A local-global principle for unipotent characters (Q6656598)

The so-called Dade's Conjecture ([\textit{E. C. Dade}, Invent. Math. 109, No. 1, 187--210 (1992; Zbl 0738.20011)]), asserts that, given a prime number \(\ell\), there exists a precise formula for counting the number of irreducible characters of a finite group, with a given \(\ell\)-defect and belonging to a given Brauer \(\ell\)-block, in terms of the \(\ell\)-local structure of the group itself. \textit{B. Späth}, in [J. Eur. Math. Soc. (JEMS) 19, No. 4, 1071--1126 (2017; Zbl 1459.20005)], introduces the Character Triple Conjecture and proves that Dade's conjecture holds for all finite groups if the Character Triple Conjecture holds for all quasisimple groups.\N\NIn the paper under review, the author adapts and proves the two conjectures mentioned above in the case of unipotent characters of finite reductive groups.
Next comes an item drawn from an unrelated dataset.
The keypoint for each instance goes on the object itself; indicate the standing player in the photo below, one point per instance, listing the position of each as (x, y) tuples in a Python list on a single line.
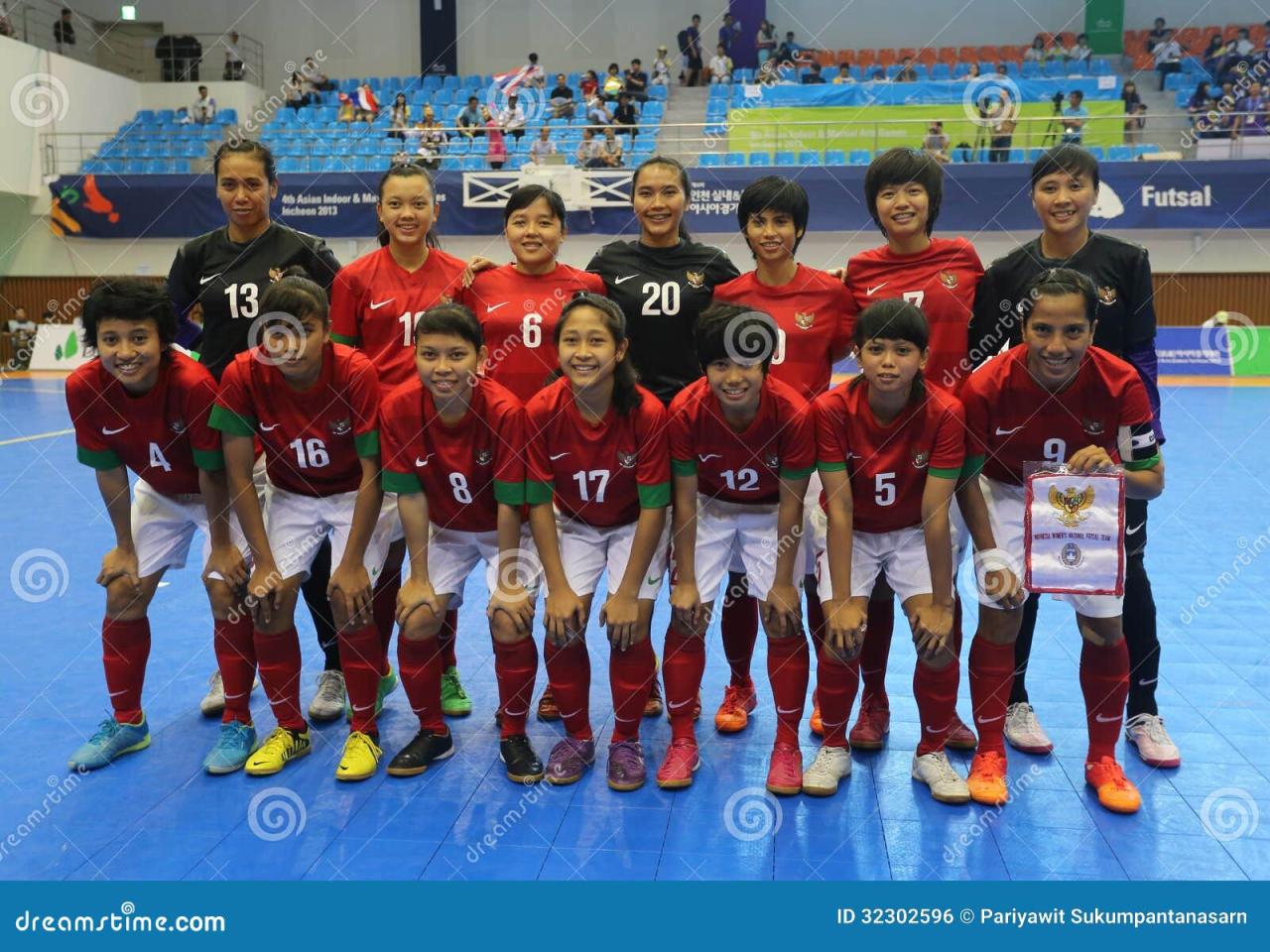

Building on ideas introduced by the author in [Adv. Math. 436, Article ID 109403, 61 p. (2024; Zbl 1535.20067)], this approach offers further evidence for certain conjectures that have been shown to imply Dade's Conjecture and the Character Triple Conjecture for all finite reductive groups in nondefining characteristic. In particular, the results by the author (see [\textit{D. Rossi}, ``The Brown complex in non-defining characteristic and applications'', Preprint, \url{arXiv:2303.13973}]) enable the replacement of \(\ell\)-local structures with more suitable \(e\)-local structures, derived from the geometry of the underlying algebraic group and aligned with the framework of Deligne-Lusztig theory.